Avalanches are occurring at higher altitudes due to climate change

Research highlights that due to continual climate change effects, avalanches are occurring at higher altitudes due to less snow fall further downslope.

Avalanches pose a great threat for both people and infrastructures such as buildings, transport and communication networks. We now understand that the effects of climate change are particularly strong within mountainous areas.

The substantial impacts on the cryosphere, including snow, ice, and permafrost, have been well described where changes in glaciers and snow cover are concerned, however our knowledge of how avalanche activity responds to current rising temperatures remains inadequate.

The current lack of avalanche duration recordings

This is partly as a result of lacking sufficient records of long snow-avalanche time series, as well as existing statistical techniques that have not yet been sophisticated enough to take account of the existing inherent biases in the few series that are currently available. This problem has recently featured in the Intergovernmental Panel on Climate Change’s (IPCC) special report on the ocean and the cryosphere that includes a chapter specifically foregrounding this concern in high mountainous areas.

Due to the lack of knowledge in this area, the IPCC research team has conducted a study of the history of avalanche activity in the Vosges Mountains from the end of the eighteenth century to 2013. Their approach was both innovative and multidisciplinary, combining the analysis of historical materials, including written archives, images, as well as oral testimonies, statistical modelling and climate science.

Avalanches recorded to occur at higher elevations

Through their research, the team has been able to demonstrate that the +1.5°C increase in temperature in the Vosges Mountains, that occurred between the middle of the 19th century and the beginning of the twentieth, resulted in a sevenfold reduction in the average number of avalanches per path each winter across the area as a whole.
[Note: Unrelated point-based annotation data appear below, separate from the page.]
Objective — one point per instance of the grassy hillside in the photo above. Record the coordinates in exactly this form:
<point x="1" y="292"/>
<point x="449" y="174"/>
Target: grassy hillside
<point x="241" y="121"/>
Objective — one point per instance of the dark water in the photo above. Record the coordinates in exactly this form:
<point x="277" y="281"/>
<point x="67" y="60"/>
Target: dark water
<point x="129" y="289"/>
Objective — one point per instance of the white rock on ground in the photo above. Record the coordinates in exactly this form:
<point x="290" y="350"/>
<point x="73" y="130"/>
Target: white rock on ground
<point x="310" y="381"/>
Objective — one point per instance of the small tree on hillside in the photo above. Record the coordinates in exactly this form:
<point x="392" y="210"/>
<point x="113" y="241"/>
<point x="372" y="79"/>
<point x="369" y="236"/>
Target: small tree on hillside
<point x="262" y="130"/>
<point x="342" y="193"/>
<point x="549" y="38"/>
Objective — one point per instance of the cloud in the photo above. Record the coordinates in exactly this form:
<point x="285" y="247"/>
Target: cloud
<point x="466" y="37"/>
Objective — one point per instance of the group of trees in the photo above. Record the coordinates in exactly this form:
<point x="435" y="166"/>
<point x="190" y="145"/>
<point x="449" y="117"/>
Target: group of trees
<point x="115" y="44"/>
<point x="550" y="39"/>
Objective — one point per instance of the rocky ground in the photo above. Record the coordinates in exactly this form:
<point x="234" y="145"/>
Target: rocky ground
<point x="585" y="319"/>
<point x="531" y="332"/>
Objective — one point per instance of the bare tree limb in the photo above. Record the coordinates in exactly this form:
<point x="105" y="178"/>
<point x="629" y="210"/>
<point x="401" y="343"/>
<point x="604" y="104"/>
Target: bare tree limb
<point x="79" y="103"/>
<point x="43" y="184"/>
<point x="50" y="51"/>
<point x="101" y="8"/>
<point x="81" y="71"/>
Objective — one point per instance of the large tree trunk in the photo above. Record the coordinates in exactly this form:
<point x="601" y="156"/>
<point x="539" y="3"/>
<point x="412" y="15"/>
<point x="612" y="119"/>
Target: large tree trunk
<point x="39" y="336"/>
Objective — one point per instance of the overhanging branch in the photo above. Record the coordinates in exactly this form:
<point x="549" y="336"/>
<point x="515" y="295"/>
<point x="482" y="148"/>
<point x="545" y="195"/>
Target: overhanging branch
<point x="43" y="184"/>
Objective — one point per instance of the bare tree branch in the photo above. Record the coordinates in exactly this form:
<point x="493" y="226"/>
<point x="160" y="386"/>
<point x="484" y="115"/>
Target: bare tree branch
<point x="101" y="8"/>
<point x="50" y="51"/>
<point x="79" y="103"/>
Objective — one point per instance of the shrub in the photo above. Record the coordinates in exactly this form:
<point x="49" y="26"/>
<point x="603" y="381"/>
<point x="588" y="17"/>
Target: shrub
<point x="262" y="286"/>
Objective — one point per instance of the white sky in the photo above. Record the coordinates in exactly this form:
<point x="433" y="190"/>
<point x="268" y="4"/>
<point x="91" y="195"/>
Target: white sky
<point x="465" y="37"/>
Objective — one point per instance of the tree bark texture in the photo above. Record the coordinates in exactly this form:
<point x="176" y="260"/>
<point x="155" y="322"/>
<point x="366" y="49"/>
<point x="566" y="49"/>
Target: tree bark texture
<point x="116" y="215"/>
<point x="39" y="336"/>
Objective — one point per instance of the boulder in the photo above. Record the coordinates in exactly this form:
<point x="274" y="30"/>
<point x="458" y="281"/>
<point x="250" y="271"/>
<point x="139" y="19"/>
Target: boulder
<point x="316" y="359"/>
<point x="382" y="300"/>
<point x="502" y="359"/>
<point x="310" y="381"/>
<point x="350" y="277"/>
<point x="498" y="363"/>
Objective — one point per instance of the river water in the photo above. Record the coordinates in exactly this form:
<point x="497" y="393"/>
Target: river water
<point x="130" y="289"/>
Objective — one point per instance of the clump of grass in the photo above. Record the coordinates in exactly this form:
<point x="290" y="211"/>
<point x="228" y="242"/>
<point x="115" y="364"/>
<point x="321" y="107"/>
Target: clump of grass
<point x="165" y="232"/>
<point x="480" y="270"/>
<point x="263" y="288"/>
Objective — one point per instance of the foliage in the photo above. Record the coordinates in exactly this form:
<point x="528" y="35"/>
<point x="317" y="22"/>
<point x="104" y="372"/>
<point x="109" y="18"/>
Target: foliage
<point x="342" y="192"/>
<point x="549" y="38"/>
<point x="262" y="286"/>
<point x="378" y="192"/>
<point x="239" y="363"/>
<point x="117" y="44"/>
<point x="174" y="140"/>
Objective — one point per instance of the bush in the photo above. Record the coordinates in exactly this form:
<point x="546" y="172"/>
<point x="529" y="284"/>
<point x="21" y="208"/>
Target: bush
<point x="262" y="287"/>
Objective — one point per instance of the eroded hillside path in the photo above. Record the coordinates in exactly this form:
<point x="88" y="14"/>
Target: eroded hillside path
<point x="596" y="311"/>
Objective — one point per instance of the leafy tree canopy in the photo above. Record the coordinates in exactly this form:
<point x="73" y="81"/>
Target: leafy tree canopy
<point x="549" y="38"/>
The median size of avalanches decreased significantly, with one last avalanche of an extraordinary size occurring in 1952, with the length of the avalanche season also reducing dramatically by 23 days on average.

An examination of snow cover demonstrates that these changes are linked to a clear reduction, at the end of the Little Ice Age, in snow cover depth and duration at the lower and middle altitudes at the mountain range. As a result, avalanches have almost disappeared from these altitudes in the Vosges mountains. Currently, avalanches continue to occur solely at the highest altitudes of the massif, with minimum altitudes for release areas of around 1200m. However, avalanche activity still remains a potential hazard.

This study suggests that, in numerous mountain ranges, avalanche activity will gradually become restricted to ever higher altitudes. This migration is hypothesised to likely be accompanied by a reduction in their average size and in the length of the season in which they occur, as future global warming further reduces snow cover.

More widely, these results demonstrate that low to medium elevation in mountain ranges, such as the Vosges mountains, can act as sentinels to grasp the impacts of global warming. This will help us to design effective adaptation strategies for mountain areas worldwide and assist in producing further safety precautions for these events.